2017: A Year of Change: Toward a New Vision of Regional Integration?

Redacción: Ana Inés Basco



People’s subjective opinions may shift or be affected by those of others and the environment that surrounds them. Substantial changes have swept Latin America and the world as a whole in recent months. The political and economic context has been transformed over the last year. Will this change the perspectives and perceptions of the citizens of Latin America and the Caribbean? What will they see as the most important issue for development after the notable changes that have taken place globally and regionally over the last year? Will the anti-integration movements and growing protectionism in the northern hemisphere have a knock-on effect on Latin America? Or, in contrast, do Latin Americans largely disapprove of these attitudes? Do they instead see the current situation as an opportunity to strengthen their bonds? How do they see the United States in the wake of the recent presidential elections? Will people’s perceptions of individual rights have changed? Will their perceptions of the US have changed their views on China? How is the immigration crisis in other continents affecting Latin Americans’ opinions? Is integration an aspiration or a priority?

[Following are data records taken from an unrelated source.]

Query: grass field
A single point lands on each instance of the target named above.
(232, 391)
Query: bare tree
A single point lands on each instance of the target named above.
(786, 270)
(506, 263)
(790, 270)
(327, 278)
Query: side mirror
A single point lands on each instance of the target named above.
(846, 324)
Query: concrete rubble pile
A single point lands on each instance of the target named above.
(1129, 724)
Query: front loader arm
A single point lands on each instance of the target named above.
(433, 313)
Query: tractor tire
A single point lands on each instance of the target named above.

These are some of the questions that came up during the 2017 Opinion Poll Workshop, part of the INTAL/Latinobarómetro Alliance, a regional public good. The answers to them will allow conclusions to be drawn regarding how the region’s citizens perceive these changes in the global and regional context. On March 17, 2017, representatives from the nine countries involved in running the project met at INTAL-LAB to draft the questions for the opinion poll that will be implemented in 18 countries in the region so as to evaluate citizens’ opinions on crucial issues such as democracy, integration, and development. Representatives from the governments of Argentina, Brazil, Chile, the Dominican Republic, Ecuador, Mexico, Paraguay, Peru, and Uruguay took part in the meeting.

Regional integration boosts development because it is a key part of the process of integrating efficiently into the world by lowering costs, opening up markets, and improving countries’ physical connectivity, among other aspects. However, are the region’s citizens aware of these benefits? The government officials present at the meeting were particularly interested in finding out more about perceptions of regional integration, support for free trade, foreign direct investment, and tolerance toward immigration.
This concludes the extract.